British Journal of Haematology | 2002
Jane E. Parker; Tariq Shafi; Antonio Pagliuca; Aleksandar Mijovic; Stephen Devereux; Michael Potter; H. Grant Prentice; Mamta Garg; John A. Liu Yin; Jenny L. Byrne; Nigel H. Russell; Ghulam J. Mufti
Summary. Conventional allogeneic stem cell transplantation (SCT) for myelodysplastic syndrome (MDS) is associated with excessive procedure‐related mortality.
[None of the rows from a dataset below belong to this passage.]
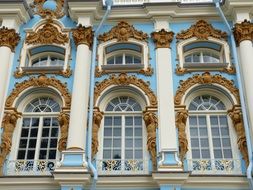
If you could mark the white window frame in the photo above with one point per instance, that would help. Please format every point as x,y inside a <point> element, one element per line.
<point>103,106</point>
<point>224,55</point>
<point>232,134</point>
<point>102,57</point>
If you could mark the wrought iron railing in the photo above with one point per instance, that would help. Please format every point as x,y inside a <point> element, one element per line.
<point>215,166</point>
<point>119,166</point>
<point>30,167</point>
<point>140,2</point>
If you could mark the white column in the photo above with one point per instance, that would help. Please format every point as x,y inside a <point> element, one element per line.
<point>244,41</point>
<point>6,56</point>
<point>80,97</point>
<point>166,114</point>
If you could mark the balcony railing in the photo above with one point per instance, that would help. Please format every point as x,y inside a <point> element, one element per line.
<point>216,166</point>
<point>119,166</point>
<point>140,2</point>
<point>30,167</point>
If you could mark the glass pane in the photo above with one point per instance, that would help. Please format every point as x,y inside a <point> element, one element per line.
<point>129,143</point>
<point>108,121</point>
<point>116,154</point>
<point>195,154</point>
<point>43,154</point>
<point>205,154</point>
<point>226,142</point>
<point>117,132</point>
<point>194,142</point>
<point>227,154</point>
<point>30,154</point>
<point>107,143</point>
<point>138,154</point>
<point>32,143</point>
<point>44,143</point>
<point>52,154</point>
<point>129,154</point>
<point>117,143</point>
<point>108,132</point>
<point>217,154</point>
<point>107,154</point>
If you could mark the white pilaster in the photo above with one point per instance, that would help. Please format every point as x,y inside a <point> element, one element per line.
<point>166,115</point>
<point>80,96</point>
<point>6,56</point>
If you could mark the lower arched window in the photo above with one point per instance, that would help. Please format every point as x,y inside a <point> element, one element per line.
<point>123,142</point>
<point>210,141</point>
<point>37,149</point>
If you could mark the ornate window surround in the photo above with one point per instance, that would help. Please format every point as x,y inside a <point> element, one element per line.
<point>123,33</point>
<point>206,80</point>
<point>45,33</point>
<point>10,119</point>
<point>203,32</point>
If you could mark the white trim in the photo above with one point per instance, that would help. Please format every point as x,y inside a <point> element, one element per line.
<point>181,54</point>
<point>102,56</point>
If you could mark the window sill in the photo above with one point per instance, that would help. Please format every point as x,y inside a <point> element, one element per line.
<point>58,70</point>
<point>107,69</point>
<point>195,67</point>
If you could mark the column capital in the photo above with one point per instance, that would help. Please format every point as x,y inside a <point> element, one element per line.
<point>83,35</point>
<point>162,38</point>
<point>243,31</point>
<point>9,38</point>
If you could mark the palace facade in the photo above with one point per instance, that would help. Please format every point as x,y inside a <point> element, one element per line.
<point>126,94</point>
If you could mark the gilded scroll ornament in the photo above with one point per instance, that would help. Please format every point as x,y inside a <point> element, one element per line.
<point>181,118</point>
<point>40,81</point>
<point>97,117</point>
<point>83,35</point>
<point>151,123</point>
<point>236,116</point>
<point>205,78</point>
<point>38,9</point>
<point>48,34</point>
<point>243,31</point>
<point>64,125</point>
<point>122,32</point>
<point>8,124</point>
<point>162,38</point>
<point>201,30</point>
<point>9,38</point>
<point>65,73</point>
<point>124,80</point>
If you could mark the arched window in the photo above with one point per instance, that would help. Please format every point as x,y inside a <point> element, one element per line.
<point>123,137</point>
<point>37,149</point>
<point>210,139</point>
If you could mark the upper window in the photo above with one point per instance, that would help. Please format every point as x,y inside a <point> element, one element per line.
<point>37,147</point>
<point>124,148</point>
<point>210,141</point>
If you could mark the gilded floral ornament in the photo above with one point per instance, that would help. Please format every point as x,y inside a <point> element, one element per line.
<point>9,38</point>
<point>64,125</point>
<point>201,30</point>
<point>205,78</point>
<point>236,116</point>
<point>83,35</point>
<point>97,118</point>
<point>122,32</point>
<point>65,73</point>
<point>243,31</point>
<point>8,124</point>
<point>57,13</point>
<point>48,34</point>
<point>124,80</point>
<point>151,123</point>
<point>162,38</point>
<point>181,118</point>
<point>40,81</point>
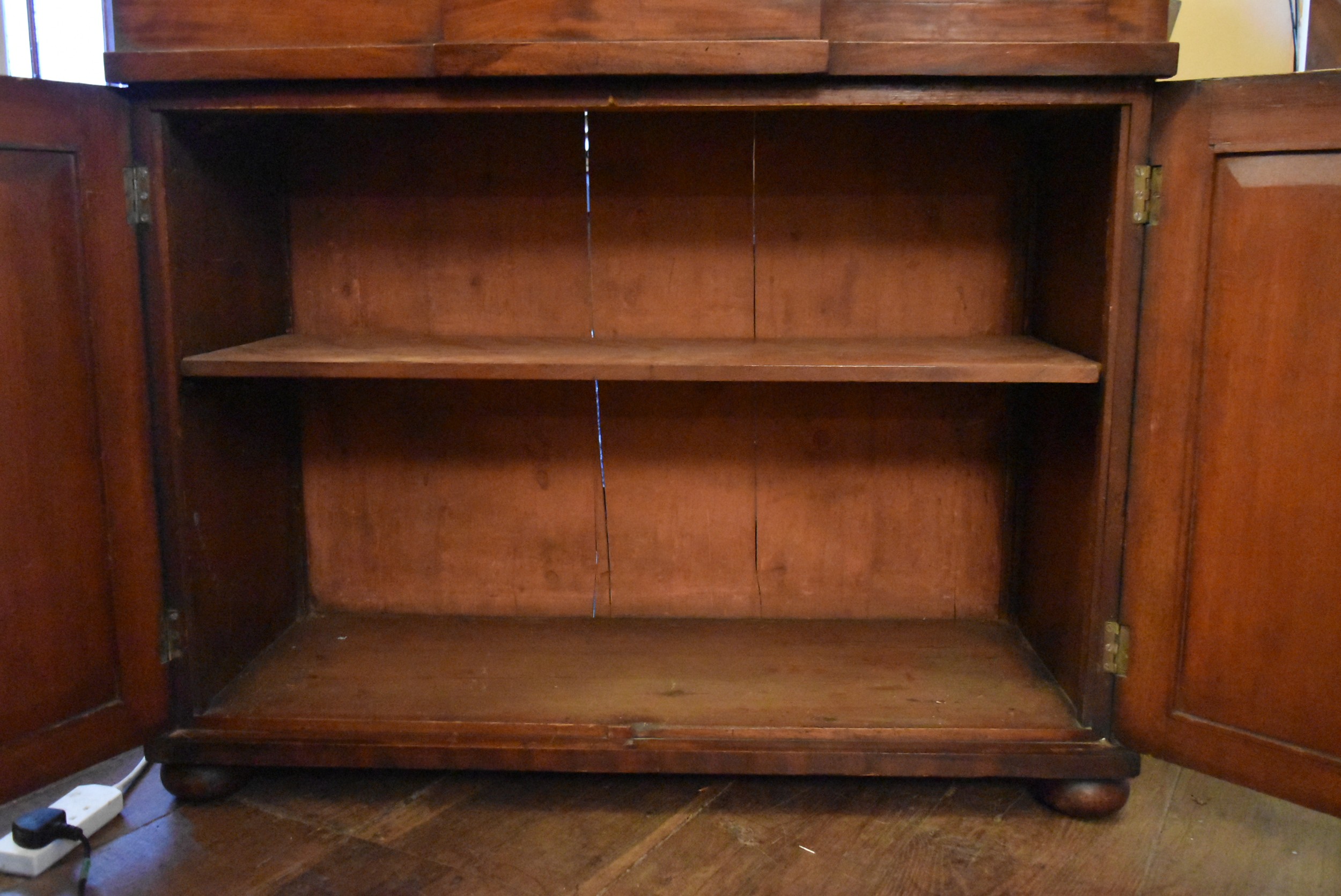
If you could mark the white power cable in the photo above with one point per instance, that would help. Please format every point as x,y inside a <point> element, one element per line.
<point>125,784</point>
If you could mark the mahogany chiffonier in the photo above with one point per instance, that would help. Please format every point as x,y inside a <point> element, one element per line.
<point>790,387</point>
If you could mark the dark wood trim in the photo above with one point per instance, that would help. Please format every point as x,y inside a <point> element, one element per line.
<point>1095,760</point>
<point>632,58</point>
<point>559,58</point>
<point>962,58</point>
<point>406,61</point>
<point>577,94</point>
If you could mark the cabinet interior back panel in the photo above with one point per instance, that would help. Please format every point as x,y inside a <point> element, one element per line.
<point>710,499</point>
<point>440,226</point>
<point>872,225</point>
<point>672,225</point>
<point>476,498</point>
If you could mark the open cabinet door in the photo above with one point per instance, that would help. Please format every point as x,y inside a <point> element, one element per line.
<point>79,574</point>
<point>1233,568</point>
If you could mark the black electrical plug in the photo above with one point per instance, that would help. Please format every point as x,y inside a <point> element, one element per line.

The outcome following volunteer‐unrelated donor (VUD) or sibling allogeneic SCT was therefore evaluated in 23 MDS patients conditioned with reduced‐intensity regimens (fludarabine/busulphan/Campath‐1H) because of advanced age (48 vs 37 years, P = 0·002) and/or co‐morbidity (19 vs 3, P < 0·0001) which precluded conventional transplantation, and compared with 29 treated with standard protocols [busulphan/cyclophosphamide (Bu/Cy); Bu/Cy/total‐body irradiation/Campath‐1G]. Graft‐versus‐host disease (GVHD) prophylaxis comprised of cyclosporine/methotrexate. One hundred per cent donor engraftment (variable number tandem repeat analysis/cytogenetics/fluorescence in situ hybridization) was achieved in 18/19 (95%) evaluable patients receiving reduced‐intensity regimens, although six (32%) have subsequently shown mixed chimaerism. Reduced‐intensity conditioning was associated with significantly reduced duration of aplasia, less mucositis, fever, antibiotic, analgesia, parenteral nutrition use, less acute and chronic GVHD, and lower early procedure‐related mortality [two (9%) vs nine (31%), P < 0·05]. Six patients relapsed (two standard, four reduced‐intensity) and two (reduced‐intensity) experienced late graft failure. The 2 year actuarial overall/disease‐free survival (OS/DFS) was 48/39% in the reduced‐intensity arm and 44/44% in the standard group. The 2 year non‐relapse mortality was 31% and 50% respectively. In VUD recipients, OS was superior in the reduced‐intensity arm (49%vs 34%). Predictors of DFS included good/intermediate‐risk karyotype, low/intermediate‐1 International Prognostic Scoring system score, human leucocyte antigen compatibility and attainment of complete remission. Our data demonstrates that VUD or sibling allogeneic SCT following reduced‐intensity conditioning is feasible in high‐risk MDS patients considered unsuitable for standard transplantation and is associated with comparable 3·5 year DFS to those receiving conventional regimens.